British Land Is Buying Retail Parks Because We're Not Making Any More Of Them
British Land continues to look for retail park acquisitions across the UK, although the property giant believes that the London and south-east markets are overheated, according to Head of Retail Parks Asset Management Matt Reed.
Speaking as the company offered an update on its retail park strategy at its Nugent Shopping Park in Orpington, Reed said a growing number of funds was circling the sector because of its high occupier demand and low vacancy rates.
However, he said that with the cost to build remaining higher than the cost to acquire, British Land continued to seek opportunities to buy parks with strong trading performance and good catchments away from the south-east.
“With tight planning restrictions as they are, it is almost certain that few if any further retail parks will be given planning permission in the future,” he said. “Our estimate is that less than 5% of the current retail park stock has been built in the past decade and future supply will be severely restricted.”
British Land estimates that the entire retail park stock across the UK is around 120M SF, but removing standalone bulky goods units and smaller schemes of just two or three units, that total falls to around 80M SF.

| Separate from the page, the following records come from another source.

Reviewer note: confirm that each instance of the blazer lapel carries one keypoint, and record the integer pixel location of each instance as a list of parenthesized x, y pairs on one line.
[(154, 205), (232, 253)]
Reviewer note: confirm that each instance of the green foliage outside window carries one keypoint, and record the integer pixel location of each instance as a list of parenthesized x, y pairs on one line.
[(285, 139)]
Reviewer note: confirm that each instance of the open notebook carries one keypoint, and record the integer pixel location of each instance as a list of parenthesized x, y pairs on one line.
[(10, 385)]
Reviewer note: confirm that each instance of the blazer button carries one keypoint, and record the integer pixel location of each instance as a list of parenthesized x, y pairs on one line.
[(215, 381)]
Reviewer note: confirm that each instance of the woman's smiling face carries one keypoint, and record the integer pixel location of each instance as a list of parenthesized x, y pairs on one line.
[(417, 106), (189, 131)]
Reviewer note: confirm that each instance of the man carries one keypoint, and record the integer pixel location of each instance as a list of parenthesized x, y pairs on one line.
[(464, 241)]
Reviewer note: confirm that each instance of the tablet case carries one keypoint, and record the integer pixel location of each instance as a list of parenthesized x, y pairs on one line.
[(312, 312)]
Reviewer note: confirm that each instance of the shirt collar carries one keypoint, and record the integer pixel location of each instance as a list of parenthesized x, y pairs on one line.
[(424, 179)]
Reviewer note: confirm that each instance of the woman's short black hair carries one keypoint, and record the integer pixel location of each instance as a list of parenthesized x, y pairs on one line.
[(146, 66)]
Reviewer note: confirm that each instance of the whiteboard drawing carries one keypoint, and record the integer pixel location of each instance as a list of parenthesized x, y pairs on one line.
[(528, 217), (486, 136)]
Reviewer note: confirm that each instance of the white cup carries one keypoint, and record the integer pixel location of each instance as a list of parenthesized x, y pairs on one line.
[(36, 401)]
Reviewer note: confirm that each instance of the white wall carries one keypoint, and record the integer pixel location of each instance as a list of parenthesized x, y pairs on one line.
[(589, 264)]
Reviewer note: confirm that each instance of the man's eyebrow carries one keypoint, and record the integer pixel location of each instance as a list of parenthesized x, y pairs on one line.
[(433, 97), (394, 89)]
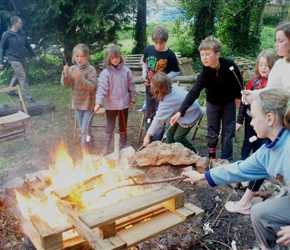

The company owns 25 schemes nationally, which it divides among retail warehousing, hybrid retail parks such as Nugent, which mix fashion and do-it-yourself, and shopping parks like Fort Kinnaird in Edinburgh, ranked fourth nationally by sector specialist Trevor Wood Associates.
Reed said the lack of new supply and average vacancy rates of 1% across its estate meant that “rental tension” was high, with a growing number of retailers seeking sites within prime retail parks and aware that little new supply is in the pipeline.
“Because of that, there is increasing competition to acquire well-located retail parks, and while most of the funds seem to be focused on the south-east, we are geographically agnostic, so long as any possible acquisition site meets our investment criteria,” he said.
Traditional retail park tenants such as the DIY and furniture and homewares retailers have been joined by a wide range of retailers, from fashion to food. Reed also pointed to a growing interest from healthcare providers such as testing specialists and dental practices, typically looking for 2,500 SF to 5K SF units.
Trevor Wood Associates in its recent report on the sector said that Pure Gym, Home Bargains, B&M, Poundland and Lidl were the top five lessees in 2023, with B&M now second only to DIY giant B&Q for total space occupied in retail parks.
“In addition, as most schemes are circa £25M to £50M in lot size, they are a liquid and very tradeable asset class,” Reed said.